Karim Aïnouz: Realmente. Primeiro porque eu acho que existe um esgotamento de utopias de várias ordens, a partir de 1989, com o fim da União Soviética, com o fim de uma fantasia social que fosse de outra ordem. E O Céu de Suely também vem muito a reboque de uma coisa que me aflige demais, que é uma utopia que seja através do corpo e que seja um lugar que eu não sei qual é. Porque eu acho que existe um projeto de utopia hoje, no Brasil e no mundo, que é muito assustador, que é uma utopia religiosa: a possibilidade de um exílio para um lugar sobrenatural. Isso anula qualquer possibilidade de uma utopia física, material, imanente, não-transcendente. Isso para mim é muito importante em todos os meus filmes. Que, na realidade, é uma tentativa de utopia material, por mais que não seja explicada, mas através de seu corpo. Há um desejo meu, que é um pouco programático até, mas é um programático com certa liberdade, de que o espectador, no final dos filmes, tenha uma possibilidade de utopia que ele possa exercitar. Um desejo de imaginar um comportamento, uma experiência, que o espectador possa vivenciar e que não seja transcendente.

 

O individual como campo político

Cinética: Quando você fala da utopia do corpo, na verdade deixa de ser uma utopia, porque a utopia lida com o espaço, com o lugar ideal, mas o lugar ideal não vai existir nunca. A utopia lida com a noção de coletivo e de comunidade, como conceito. E você está fazendo a afirmação do indivíduo. Ou seja, não havendo a possibilidade de uma transformação da comunidade, resta ao indivíduo transformar sua trajetória. Essa é, digamos assim, uma pauta de seu cinema. Mas essa afirmação do sujeito não é, de certa maneira, despolitizante, no sentido de que, com ela, se abre a mão do projeto de transformação da comunidade?

Karim Aïnouz: Quando penso no cinema enquanto forma de discurso, eu não acho que seja o melhor lugar para se fazer o discurso do coletivo. Eu não sei como fazer isso no cinema e eu não sei se acredito no cinema que pretende fazer isso enquanto discurso. Eu me sinto completamente desarticulado e atomizado. Acho que o experiencial dentro de uma narrativa audiovisual é mais potente do que um discurso político do coletivo. Há no cinema uma coisa da sensorialidade e suspensão daquele espaço que é bem diferente da TV.

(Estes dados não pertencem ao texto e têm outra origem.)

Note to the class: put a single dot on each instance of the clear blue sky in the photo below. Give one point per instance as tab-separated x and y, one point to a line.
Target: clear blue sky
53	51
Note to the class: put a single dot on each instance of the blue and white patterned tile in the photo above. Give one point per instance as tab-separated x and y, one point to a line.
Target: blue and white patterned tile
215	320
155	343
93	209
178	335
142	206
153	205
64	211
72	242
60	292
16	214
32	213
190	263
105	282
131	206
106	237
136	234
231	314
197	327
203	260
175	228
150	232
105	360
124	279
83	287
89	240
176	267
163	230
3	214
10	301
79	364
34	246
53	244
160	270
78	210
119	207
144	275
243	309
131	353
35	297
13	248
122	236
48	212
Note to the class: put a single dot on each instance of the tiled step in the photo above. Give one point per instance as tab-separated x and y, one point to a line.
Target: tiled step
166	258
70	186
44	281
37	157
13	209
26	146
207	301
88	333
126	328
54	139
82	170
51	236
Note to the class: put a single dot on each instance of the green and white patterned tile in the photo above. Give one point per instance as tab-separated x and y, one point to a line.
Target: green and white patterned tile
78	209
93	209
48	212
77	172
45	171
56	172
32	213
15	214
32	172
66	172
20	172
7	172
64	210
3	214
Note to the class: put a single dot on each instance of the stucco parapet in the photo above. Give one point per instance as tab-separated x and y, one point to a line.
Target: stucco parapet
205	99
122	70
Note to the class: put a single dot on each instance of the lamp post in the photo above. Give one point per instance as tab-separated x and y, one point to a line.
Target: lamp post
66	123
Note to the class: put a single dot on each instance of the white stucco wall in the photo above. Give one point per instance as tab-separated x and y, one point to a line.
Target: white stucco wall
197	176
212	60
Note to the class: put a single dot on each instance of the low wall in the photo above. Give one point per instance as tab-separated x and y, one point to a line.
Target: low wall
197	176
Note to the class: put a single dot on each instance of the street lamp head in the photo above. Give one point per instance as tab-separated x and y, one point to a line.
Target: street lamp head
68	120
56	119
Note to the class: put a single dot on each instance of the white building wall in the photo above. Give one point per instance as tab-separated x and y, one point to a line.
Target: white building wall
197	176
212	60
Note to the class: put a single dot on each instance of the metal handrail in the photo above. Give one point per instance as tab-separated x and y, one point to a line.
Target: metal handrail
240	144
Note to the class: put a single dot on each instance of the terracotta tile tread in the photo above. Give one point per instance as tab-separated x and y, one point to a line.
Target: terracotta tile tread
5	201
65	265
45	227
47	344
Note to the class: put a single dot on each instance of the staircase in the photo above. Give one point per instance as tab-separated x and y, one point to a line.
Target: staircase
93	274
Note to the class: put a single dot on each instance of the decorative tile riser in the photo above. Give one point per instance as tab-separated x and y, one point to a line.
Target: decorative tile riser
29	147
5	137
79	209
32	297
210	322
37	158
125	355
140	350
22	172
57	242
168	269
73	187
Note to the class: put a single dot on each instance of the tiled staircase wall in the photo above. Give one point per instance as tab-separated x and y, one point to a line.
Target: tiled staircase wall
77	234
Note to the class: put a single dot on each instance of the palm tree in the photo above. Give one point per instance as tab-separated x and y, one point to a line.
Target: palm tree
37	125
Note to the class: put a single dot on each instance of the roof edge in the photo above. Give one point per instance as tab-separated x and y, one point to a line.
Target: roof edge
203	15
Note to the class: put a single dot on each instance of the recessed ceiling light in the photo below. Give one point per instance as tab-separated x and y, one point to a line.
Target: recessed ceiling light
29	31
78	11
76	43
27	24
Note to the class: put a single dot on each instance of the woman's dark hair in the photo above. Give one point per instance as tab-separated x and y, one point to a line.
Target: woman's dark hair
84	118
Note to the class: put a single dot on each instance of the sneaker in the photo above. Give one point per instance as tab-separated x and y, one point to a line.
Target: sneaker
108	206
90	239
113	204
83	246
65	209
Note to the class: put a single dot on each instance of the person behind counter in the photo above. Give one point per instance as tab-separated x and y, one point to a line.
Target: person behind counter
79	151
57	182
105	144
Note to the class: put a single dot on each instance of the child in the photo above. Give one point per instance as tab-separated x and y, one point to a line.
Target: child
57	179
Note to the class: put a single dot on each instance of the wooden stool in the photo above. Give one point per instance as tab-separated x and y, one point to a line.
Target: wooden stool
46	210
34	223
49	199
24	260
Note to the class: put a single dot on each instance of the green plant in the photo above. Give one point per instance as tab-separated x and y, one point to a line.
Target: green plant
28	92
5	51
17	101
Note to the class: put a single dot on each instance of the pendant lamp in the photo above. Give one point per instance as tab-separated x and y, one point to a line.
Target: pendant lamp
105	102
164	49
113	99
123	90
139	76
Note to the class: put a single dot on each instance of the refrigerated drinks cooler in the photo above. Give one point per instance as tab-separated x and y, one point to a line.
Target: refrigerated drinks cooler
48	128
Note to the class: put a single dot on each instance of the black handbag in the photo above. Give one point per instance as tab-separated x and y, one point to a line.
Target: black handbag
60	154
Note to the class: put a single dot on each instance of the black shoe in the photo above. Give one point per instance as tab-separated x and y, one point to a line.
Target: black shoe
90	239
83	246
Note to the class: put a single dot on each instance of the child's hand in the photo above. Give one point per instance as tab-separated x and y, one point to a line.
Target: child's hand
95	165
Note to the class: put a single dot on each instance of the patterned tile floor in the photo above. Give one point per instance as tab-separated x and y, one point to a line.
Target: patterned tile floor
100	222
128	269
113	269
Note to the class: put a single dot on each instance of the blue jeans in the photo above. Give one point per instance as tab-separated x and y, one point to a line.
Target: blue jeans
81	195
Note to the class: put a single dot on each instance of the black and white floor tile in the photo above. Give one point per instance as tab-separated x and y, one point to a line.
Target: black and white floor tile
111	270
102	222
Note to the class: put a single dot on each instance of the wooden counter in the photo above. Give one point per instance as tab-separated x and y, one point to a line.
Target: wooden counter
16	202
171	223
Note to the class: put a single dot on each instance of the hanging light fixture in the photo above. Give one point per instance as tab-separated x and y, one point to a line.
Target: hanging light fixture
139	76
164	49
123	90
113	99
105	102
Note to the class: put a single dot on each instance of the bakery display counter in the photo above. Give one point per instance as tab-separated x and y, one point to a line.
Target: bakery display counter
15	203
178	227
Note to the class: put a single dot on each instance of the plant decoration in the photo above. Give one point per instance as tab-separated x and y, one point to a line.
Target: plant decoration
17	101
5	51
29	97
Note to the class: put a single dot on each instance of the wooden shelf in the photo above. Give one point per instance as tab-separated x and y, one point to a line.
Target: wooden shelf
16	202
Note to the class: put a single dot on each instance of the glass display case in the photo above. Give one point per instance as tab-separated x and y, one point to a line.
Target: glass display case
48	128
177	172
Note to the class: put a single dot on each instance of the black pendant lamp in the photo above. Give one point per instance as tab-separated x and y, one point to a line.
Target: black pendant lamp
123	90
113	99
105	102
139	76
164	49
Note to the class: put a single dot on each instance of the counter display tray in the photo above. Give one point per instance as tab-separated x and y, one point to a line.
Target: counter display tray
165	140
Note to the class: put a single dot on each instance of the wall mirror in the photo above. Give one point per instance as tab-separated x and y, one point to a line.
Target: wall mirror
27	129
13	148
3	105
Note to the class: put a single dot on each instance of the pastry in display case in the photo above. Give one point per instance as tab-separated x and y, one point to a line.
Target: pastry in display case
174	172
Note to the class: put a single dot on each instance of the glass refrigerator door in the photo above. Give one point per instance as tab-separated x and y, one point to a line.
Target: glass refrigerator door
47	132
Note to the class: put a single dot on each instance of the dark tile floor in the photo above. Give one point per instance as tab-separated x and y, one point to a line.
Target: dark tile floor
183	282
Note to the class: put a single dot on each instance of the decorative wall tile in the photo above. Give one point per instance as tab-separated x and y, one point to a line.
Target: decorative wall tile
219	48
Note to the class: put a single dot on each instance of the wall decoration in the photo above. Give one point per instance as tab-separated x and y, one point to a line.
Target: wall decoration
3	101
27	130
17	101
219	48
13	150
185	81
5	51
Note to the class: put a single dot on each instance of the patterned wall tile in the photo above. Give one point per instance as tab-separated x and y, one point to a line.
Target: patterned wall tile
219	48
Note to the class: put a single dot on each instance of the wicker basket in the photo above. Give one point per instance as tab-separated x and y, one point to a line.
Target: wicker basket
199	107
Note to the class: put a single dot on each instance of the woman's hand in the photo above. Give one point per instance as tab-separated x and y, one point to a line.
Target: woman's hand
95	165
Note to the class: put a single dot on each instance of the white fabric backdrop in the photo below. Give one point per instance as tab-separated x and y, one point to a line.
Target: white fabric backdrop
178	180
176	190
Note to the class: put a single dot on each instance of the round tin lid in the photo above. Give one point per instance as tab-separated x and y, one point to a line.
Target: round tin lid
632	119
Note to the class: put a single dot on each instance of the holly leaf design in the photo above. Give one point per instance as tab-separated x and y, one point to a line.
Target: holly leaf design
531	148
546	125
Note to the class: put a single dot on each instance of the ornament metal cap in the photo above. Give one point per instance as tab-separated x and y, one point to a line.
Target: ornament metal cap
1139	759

Esse é um discurso delicado, que pode facilmente ser colocado como um discurso da apologia do indivíduo, do tipo “se eu mudar, o mundo vai mudar”, essa coisa da microfísica do poder. Mas, ao mesmo tempo, é a única maneira através da qual eu consigo falar sobre algo que me incomoda: através desse discurso que é o discurso do indivíduo. O meu paradigma para algumas dessas questões são alguns dos filmes do Costa-Gavras. Fico pensando se eu queria fazer isso... Mas ao mesmo tempo eu me lembro da raiva, da vontade que eu tinha de fazer algo quando eu vi Z, aos 15 anos de idade. Então eu não sei, acho que não encontrei o jeito de se fazer isso. Talvez um dia eu encontre, mas eu tenho essa intuição de que o cinema não é a melhor mídia para isso.

 

O contemporâneo no arcaico

Cinética: Chama atenção em O Céu de Suely a relação com dinheiro, com o valor que as coisas têm, e como aquele universo do sertão, supostamente um universo mais preservado, é radicalmente atravessado não só pelo consumo como pelos apetrechos tecnológicos. E é incrível essa contradição entre uma suposta tradição e os elementos da modernidade, que é uma temática do Jia Zhang-ke muito forte, que está em O Mundo, um filme que é atravessado por esses sinais da modernidade.

Karim Aïnouz: Eu sempre me incomodei muito, minha vida inteira, com essa imagem do sertão como espaço mítico. Quando fiz o Carranca com Marcelo Gomes, a gente foi atrás de um sertão pop, porque achava que havia um apelo pop ali, das cores, por exemplo. Mas era totalmente intuitivo, vindo de uma reflexão a partir do que a gente tinha estudado antes, lendo vários ensaios sobre a questão da representação da modernidade e da contemporaneidade. No sertão há algo muito evidente, que é o fato de que ele nunca se industrializou. A cultura do gado, especificamente no Ceará, foi marcada por um nomadismo mesmo, com os tropeiros que iam de um lugar para outro. Na faixa da Zona da Mata, você tinha uma cultura mais sedentária, por causa da cultura da cana de açúcar. E depois disso acabou.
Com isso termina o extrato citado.